The message from United in recent months has been clear. These are unprecedented times. It is not business as usual. Even for a club of their stature, the future is uncertain enough to warrant taking out a £140m loan from a rarely used credit facility in America to guard against the worst possible effects of the pandemic.
The transfer window – whenever it opens – will be different to usual. Money will be tighter and fees will be significantly lower. Swap deals, we are told, will be more common in football now.

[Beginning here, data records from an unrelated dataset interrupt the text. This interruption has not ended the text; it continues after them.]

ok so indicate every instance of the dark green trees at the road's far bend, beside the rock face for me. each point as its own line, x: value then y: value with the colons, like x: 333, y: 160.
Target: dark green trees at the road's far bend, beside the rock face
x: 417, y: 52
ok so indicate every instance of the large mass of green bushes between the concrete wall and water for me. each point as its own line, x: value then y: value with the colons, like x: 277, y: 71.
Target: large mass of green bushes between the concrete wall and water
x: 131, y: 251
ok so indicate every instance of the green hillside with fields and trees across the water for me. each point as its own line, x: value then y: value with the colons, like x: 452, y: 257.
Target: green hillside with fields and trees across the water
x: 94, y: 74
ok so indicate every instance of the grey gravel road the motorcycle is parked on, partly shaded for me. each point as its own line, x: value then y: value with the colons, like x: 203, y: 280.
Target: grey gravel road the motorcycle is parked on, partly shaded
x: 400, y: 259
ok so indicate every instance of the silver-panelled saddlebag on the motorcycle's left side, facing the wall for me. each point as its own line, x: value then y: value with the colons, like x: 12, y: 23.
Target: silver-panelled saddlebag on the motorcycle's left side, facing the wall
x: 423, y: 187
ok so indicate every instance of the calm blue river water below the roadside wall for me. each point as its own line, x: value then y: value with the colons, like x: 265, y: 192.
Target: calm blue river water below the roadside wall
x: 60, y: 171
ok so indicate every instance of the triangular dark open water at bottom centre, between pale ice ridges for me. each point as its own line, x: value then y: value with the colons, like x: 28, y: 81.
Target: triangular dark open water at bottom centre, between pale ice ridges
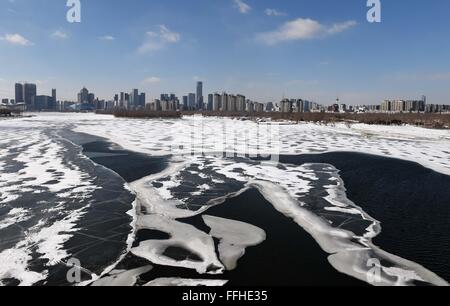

Which is why United’s decision to extend Odion Ighalo’s loan from Shanghai Shenhua until the end of January makes a great deal of sense.
Ighalo doesn’t come cheap. On top of a £6m loan fee for the next eight months, United will continue to pay £130,000 of his £300,000-a-week wages.
But it’s still a relatively modest deal by their standards and infinitely more realistic right now than a world record bid for Kane which would fall at the other end of the scale.
It’s not to say that United won’t make a big-name signing in the next window. Jadon Sancho and Jack Grealish are two other names to be heavily linked with the club.
But, either way, keeping Ighalo was a wise move. He is an experienced Premier League player who has done enough since returning to England on deadline day in January to show he can still be effective at this level.